17. Hukuk Dairesi 2020/1448 E. , 2021/2912 K.
"İçtihat Metni"MAHKEMESİ :Asliye Hukuk Mahkemesi
Taraflar arasındaki tazminat davası üzerine yapılan yargılama sonunda asıl ve birleşen davaların kısmen kabulüne ilişkin verilen hüküm asıl ve birleşen davada davacı ... vekili ile birleşen davalarda davalı ... vekili tarafından süresi içinde temyiz edilmekle, dosya incelendi, gereği düşünüldü:
-K A R A R-
Asıl davada davacı vekili, davacının cezaevi infaz koruma memuru olarak çalıştığını, 17.10.2005 tarihinde mesai çıkışı cezaevinin dava dışı servis sürücüsünün tam kusurlu olarak sebep olduğu trafik kazasında çok ağır surette yaralandığını ve malul kaldığını beyanla, fazlaya dair hakları saklı kalmak kaydıyla şimdilik 6.000,00 TL iş gücü
ve mutlak gelir kaybı tazminatına 17.10.2005 tarihinden itibaren yürütülecek avans faizi ile birlikte davalı ... şirketinden talep ve dava etmiştir.
Birleşen 2007/125 Esas sayılı davada davacılar vekili, asıl dava dilekçesinde anlatılan olay çerçevesinde manevi elem ve ızdırap için davacı ... yönünden 75.000,00 TL manevi tazminatın, 1.000,00 TL işgücü kaybının, kazazedenin eşi için 15.000,00 TL, çocukları olan davacılar için de 5.000,00"er TL manevi tazminatın birleşen davada davalı işletenden tahsiline karar verilmesini talep ve dava etmiştir.

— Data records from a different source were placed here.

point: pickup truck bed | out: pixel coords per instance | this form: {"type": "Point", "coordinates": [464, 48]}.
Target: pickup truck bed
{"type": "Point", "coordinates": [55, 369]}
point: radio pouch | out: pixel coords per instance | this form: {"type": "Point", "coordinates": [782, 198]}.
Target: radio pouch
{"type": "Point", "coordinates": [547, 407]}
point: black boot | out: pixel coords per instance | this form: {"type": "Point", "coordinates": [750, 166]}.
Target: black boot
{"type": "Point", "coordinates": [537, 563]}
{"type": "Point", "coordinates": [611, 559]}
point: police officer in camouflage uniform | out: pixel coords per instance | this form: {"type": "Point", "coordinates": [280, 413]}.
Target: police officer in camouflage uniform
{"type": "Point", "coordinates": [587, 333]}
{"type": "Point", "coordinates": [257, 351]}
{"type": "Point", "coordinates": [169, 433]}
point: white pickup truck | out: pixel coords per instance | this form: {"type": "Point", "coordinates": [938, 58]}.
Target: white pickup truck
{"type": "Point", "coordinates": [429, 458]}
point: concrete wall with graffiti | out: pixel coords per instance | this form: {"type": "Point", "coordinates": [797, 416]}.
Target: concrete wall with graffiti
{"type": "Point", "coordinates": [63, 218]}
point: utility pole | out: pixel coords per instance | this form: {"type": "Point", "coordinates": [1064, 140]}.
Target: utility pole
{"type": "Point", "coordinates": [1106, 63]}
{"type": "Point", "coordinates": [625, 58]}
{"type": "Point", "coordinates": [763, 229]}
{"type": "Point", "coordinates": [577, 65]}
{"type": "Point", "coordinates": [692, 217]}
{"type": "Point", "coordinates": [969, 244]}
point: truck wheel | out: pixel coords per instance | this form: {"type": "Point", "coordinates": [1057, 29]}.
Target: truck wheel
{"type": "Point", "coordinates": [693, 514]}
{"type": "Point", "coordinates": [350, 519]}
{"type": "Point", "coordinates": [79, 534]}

Birleşen 2019/312 Esas sayılı davada davacı vekili, meydana gelen olayı tekrar ederek bozma ilamından sonra 165.592,70 TL zarar hesaplandığını, asıl dava ile 92.434,12 TL talep edildiğini, bakiye kalan zarar 73.158,58 TL"nin davalıdan tahsiline karar verilmesini talep ve dava etmiştir.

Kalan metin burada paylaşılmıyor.